Es geht weiter Schlag auf Schlag, denn wir überqueren nur die Straße und befinden uns jetzt in einer Art Museumsgasse. Die Schwedenstraße erhielt ihren Namen zur Erinnerung an die Besetzung Fürstenaus durch die Schweden im 30-jährigen Krieg. In ihrem Südteil bietet die Schwedenstraße ein fast komplett erhaltenes Bild der Ackerbürgerstadt Fürstenau. Nur bis zur Hälfte der Straße verläuft unser TERRA.track Fürstenauer Patt, biegt danach nach links ab und führt zu unserem Ausgangspunkt zurück.
You ain‘t seen nothing yet
Und doch gäbe es immer noch mehr Spannendes und Historisches in Fürstenaus Ortskern zu entdecken: das Rentmeisterhaus, das Schlachterhaus, die Rinkenschanze, das Hohe Tor, die Brennerei Becker und vieles mehr. All das können wir zum Beispiel auf dem Stadtrundgang „Auf historischen Pfaden durch die Geschichte Fürstenaus“ mit insgesamt 17 Audio-Stationen erleben und so noch viel tiefer und sehr lebendig in die Geschichte der ehemaligen Hansestadt eindringen. Und spätestens jetzt dürfte klar sein, weshalb sich dieser Besuch im hohen Norden des Osnabrücker Landes zweifelsohne lohnt…!

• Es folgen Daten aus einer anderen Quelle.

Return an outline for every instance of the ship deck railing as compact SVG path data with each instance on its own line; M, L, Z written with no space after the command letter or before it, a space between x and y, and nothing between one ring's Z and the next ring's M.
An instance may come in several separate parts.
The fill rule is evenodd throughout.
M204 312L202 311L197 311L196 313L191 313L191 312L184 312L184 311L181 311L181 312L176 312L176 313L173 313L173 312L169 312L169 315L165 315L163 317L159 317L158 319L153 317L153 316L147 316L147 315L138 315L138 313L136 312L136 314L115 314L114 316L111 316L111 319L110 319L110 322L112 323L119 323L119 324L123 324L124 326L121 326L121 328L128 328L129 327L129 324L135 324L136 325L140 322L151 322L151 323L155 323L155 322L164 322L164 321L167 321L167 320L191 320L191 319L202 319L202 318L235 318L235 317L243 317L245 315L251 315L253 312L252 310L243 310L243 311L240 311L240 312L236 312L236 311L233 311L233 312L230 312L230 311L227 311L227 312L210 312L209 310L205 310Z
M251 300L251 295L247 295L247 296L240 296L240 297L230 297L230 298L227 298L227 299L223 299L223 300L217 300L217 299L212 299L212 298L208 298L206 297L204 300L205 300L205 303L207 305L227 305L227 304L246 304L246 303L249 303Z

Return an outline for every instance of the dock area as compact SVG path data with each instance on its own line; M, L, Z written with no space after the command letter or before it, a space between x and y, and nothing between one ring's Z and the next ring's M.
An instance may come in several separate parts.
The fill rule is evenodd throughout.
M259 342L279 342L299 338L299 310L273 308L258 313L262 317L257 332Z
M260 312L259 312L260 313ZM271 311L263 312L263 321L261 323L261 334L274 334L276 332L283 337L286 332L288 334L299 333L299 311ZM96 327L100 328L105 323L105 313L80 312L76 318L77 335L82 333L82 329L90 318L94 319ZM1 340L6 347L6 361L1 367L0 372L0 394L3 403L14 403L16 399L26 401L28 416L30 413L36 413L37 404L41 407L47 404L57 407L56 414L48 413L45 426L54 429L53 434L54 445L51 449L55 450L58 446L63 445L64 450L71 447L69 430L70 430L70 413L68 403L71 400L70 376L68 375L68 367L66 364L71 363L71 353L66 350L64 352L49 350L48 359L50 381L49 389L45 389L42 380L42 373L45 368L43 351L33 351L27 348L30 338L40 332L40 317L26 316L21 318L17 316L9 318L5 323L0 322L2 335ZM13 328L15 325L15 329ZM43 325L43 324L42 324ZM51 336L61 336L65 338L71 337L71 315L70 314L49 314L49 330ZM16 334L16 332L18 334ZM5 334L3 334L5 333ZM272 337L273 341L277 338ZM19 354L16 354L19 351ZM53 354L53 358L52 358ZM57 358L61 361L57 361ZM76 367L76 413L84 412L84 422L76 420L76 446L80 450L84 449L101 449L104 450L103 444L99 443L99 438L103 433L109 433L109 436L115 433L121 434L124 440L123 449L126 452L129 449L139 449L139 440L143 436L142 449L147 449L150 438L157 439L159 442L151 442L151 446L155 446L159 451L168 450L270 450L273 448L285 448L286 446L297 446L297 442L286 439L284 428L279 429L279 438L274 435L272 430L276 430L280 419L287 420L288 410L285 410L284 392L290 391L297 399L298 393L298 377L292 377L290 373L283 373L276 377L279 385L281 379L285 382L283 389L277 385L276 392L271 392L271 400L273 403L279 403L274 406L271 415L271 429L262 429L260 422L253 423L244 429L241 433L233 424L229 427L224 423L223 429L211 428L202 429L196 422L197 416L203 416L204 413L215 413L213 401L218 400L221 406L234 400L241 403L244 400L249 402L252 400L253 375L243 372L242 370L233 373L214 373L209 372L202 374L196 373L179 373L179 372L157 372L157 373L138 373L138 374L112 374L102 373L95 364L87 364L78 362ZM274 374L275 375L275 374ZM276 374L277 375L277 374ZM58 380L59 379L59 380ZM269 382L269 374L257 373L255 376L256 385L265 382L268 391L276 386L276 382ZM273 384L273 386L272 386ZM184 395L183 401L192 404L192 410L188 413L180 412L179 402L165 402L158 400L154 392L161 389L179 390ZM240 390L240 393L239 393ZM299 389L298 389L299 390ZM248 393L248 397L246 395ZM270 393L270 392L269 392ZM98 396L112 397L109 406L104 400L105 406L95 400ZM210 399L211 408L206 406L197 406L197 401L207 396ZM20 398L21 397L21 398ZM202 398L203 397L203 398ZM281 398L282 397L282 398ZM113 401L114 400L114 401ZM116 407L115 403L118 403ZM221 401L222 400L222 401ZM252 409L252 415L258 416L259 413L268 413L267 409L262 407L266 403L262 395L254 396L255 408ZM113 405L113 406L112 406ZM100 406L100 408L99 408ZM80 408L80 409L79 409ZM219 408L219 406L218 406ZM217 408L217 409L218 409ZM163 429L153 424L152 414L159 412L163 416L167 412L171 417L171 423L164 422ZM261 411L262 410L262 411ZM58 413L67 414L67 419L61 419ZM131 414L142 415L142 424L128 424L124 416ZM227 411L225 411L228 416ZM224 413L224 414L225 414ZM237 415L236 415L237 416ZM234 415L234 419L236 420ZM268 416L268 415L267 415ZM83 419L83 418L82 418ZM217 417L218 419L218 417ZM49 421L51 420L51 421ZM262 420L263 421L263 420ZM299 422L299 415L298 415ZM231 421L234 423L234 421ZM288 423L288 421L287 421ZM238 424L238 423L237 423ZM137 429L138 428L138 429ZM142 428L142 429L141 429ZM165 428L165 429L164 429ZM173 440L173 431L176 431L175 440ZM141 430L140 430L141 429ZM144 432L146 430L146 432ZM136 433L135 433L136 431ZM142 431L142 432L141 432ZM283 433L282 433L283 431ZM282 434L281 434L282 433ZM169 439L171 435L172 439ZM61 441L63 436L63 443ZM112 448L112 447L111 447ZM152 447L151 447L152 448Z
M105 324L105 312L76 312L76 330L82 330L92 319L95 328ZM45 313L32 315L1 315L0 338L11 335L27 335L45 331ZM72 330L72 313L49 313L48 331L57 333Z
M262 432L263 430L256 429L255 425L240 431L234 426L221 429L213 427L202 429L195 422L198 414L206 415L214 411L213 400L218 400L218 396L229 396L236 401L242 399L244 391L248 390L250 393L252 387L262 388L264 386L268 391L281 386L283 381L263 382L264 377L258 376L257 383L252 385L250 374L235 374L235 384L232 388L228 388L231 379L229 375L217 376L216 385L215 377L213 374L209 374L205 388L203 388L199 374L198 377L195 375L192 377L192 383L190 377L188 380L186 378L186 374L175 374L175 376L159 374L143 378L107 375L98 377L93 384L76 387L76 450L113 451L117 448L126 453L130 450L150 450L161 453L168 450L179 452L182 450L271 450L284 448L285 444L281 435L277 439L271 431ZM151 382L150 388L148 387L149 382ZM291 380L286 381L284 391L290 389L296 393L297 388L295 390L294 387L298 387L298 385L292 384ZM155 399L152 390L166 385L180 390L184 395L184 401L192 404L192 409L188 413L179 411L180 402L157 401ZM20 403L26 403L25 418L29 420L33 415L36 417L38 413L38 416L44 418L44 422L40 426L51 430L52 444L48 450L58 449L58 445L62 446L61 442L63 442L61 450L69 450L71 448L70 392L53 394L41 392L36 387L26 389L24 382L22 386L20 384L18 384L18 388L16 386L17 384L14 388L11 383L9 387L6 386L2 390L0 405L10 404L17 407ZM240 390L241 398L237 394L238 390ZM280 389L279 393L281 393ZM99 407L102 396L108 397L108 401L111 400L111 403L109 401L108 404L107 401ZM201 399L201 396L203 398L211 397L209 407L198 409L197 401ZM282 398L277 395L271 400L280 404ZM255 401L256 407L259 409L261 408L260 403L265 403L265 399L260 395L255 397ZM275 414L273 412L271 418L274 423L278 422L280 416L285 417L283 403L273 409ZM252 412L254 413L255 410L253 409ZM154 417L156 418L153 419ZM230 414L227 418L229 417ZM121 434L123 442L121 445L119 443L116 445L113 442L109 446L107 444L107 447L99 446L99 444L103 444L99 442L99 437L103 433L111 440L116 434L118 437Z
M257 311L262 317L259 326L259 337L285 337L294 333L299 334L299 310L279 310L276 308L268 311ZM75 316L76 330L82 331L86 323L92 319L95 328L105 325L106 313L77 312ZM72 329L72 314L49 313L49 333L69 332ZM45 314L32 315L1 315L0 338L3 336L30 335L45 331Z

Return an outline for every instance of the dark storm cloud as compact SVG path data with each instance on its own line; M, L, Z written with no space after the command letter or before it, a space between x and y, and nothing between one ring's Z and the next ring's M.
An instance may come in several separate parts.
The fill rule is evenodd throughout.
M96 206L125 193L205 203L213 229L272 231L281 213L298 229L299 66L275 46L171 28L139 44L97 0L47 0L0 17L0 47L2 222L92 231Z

Warum will ich das wandern? Der TERRA.track Fürstenauer Patt selbst ist bei lichte betrachtet auf dem überwiegenden Teil ein eher eintöniger Spaziergang. Besonders der lange Siedlungsanteil und der weite Weg durch die Felder wären eine Zumutung, wenn, ja wenn nicht, dieser Weg von der zauberhaften Keimzelle Fürstenaus gekrönt würde. Und wenn wir es so betrachten, dann verbinden wir lediglich einen ereignis- und erlebnisreichen Ausflug in den historischen Ortskern mit ein bisschen Bewegung an der frischen Luft.
Bewertung
Natur ★ ★ ★
Ausblicke ★
Abwechslung ★ ★ ★
Romantik ★ ★ ★ ★
Historien-Faktor ★ ★ ★ ★ ★
INFOS
Rundwanderweg, 7,8 km lang
Höhenmeter: keine
Gehzeit: 2 Stunden
Schwierigkeit: leicht
Start: Parkplatz an der Kirche St. Georg (Fürs Navi: St. Georg, St.-Georg-Straße 16, 49584 Fürstenau)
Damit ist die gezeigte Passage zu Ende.